Per gli scienziati dell’Accademia dei Lincei l’Accordo pandemico «il mondo continua a non essere preparato ad affrontare un altro evento simile». L’accordo, per i Lincei, va nella giusta direzione definendo i principi, gli approcci e gli strumenti per un migliore coordinamento internazionale
L’Accademia Nazionale dei Lincei lancia un appello al Governo, invitandolo ad aderire all’Accordo Pandemico dell’Organizzazione Mondiale della Sanità, adottato a maggioranza il 20 maggio scorso ma nella cui votazione il nostro Paese ha scelto l’astensione
«L’Italia, nonostante la rilevanza dei contenuti tecnici, politici ed organizzativi e le rassicurazioni fornite dall’Oms circa il principio di sovranità, ha deciso di astenersi dal voto», si legge nel documento stilato dai Lincei.
«Con accordo pandemico vantaggi sanitari ed economici»
«La posizione espressa dall’Italia non mette in discussione le basi scientifiche dell’Accordo, né indica contenuti tecnici alternativi. L’Accademia Nazionale dei Lincei auspica che il Governo italiano voglia aderire alla fase attuativa dell’Accordo Pandemico, per consentire alla popolazione di beneficiare dei vantaggi sanitari ed economici derivanti dalla collaborazione internazionale».
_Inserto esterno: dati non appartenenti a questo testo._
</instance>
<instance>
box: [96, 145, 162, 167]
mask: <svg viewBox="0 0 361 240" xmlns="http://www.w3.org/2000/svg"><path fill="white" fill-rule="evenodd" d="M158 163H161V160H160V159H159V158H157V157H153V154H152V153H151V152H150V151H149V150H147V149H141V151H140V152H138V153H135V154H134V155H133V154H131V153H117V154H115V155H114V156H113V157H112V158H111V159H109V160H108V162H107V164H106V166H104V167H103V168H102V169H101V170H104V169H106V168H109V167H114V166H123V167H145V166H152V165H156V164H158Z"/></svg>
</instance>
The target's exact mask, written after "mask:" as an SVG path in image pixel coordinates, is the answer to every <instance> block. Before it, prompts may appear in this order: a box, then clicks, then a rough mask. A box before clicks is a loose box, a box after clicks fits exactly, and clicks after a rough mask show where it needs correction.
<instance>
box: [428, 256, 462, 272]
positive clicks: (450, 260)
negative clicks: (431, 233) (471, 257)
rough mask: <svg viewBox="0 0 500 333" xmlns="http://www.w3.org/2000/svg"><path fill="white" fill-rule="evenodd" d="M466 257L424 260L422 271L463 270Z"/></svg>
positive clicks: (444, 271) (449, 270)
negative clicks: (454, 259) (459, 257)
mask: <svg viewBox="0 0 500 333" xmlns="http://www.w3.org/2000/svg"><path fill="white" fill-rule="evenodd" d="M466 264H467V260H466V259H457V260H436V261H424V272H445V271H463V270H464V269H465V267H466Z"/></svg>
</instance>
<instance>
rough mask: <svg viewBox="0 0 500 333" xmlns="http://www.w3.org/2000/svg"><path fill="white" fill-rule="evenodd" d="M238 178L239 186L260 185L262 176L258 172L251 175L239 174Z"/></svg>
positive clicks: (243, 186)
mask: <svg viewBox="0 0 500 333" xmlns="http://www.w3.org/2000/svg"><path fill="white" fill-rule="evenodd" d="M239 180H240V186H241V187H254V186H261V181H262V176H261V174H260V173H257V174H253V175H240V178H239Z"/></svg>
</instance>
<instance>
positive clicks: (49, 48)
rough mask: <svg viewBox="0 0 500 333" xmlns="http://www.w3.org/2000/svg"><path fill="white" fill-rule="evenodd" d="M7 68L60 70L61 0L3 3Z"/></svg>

«Non siamo preparati a nuove pandemie»
L’Accademia dei Lincei «sostiene che, cinque anni dopo la pandemia da Covid-19, il mondo continua a non essere preparato ad affrontare un altro evento simile. La preparazione non è purtroppo semplice da raggiungere, poiché si tratta di un processo lungo, costoso e coordinato di pianificazione e revisione continue: è necessario costruire ospedali, reclutare e formare personale, formulare leggi sulla Sanità pubblica, istituire sistemi di identificazione precoce e di sorveglianza, e mantenere scorte di beni essenziali. Serve proprio a questo, sottolineano i Lincei, l’Accordo Pandemico, che definisce i principi, gli approcci e gli strumenti per un migliore coordinamento internazionale. I vantaggi chiave sono soprattutto tre: promuove una risposta globale più equa, contribuisce alla salvaguardia dei sistemi sanitari nazionali e rafforza la cooperazione tra gli Stati membri durante le pandemie. L’accordo prevede, inoltre, che le aziende farmaceutiche svolgano un ruolo fondamentale dando accesso al 20% della loro produzione di vaccini e terapie in tempo reale».